Reputation: 3870
I am trying to enable core files on a machine running CentOS; however, nothing I have tried has produced core files…here is what I have done:
Added the following two lines to /etc/security/limits.conf
:
* hard core unlimited
* soft core unlimited
Added the following line to /etc/sysconfig/init
:
DAEMON_COREFILE_LIMIT='unlimited
Added the following line to /etc/profile
:
ulimit -c unlimited > /dev/null 2>&1
Added the following lines to /etc/sysctl.conf
:
kernel.core_pattern = '/srv/core/%p_%t.core'
fs.suid_dumpable = 1
I made sure that /srv/core
exists and has 777
permissions. The I executed init 6
to reboot the OS. Upon the system coming back up, I executed the following C script in an attempt to produce a core file:
#include <sys/types.h>
#include <unistd.h>
#include <signal.h>
int main(int argc, char **argv) {
kill(getpid(), SIGQUIT);
}
The output is simply Quit
, while I was hoping to see Quit (core dumped)
; and it obviously does not produce a core file :(
What am I missing or doing wrong?
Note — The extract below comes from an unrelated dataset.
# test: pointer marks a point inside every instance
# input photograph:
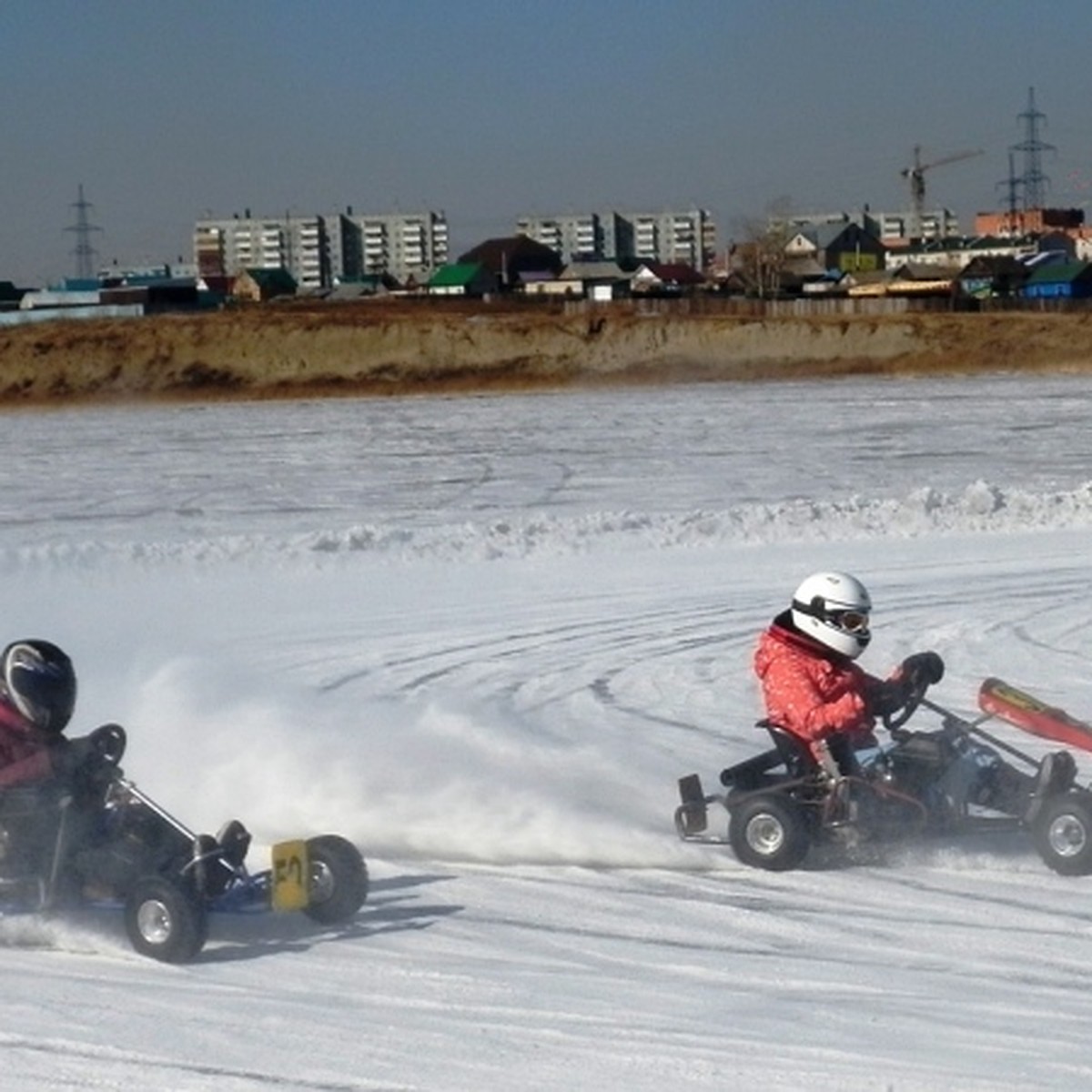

Thanks in advance for your help!
Upvotes: 0
Views: 3313
Reputation: 11
Just change:
kernel.core_pattern = '/srv/core/%p_%t.core' to kernel.core_pattern = /srv/core/%p_%t.core without "'" and it will work...
Upvotes: 1
Reputation: 21
It looks as if core files are generated by default on CentOS 6, but handled by the "ABRT" service, which may write them into the /var/spool/abrt
directory by default. This is how a VM install works for me, at any rate. To illustrate this, I did the following:
SIGQUIT seems to generate a core, as well.
Given these, I'd verify that the abrt services are running, I'd see whether I had previous entries in /var/spool/abrt
that are masking out new core files (I think abrt
tries to avoid duplicate entries, which you may want). I'm not sure whether any additional configuration will help or hurt, though.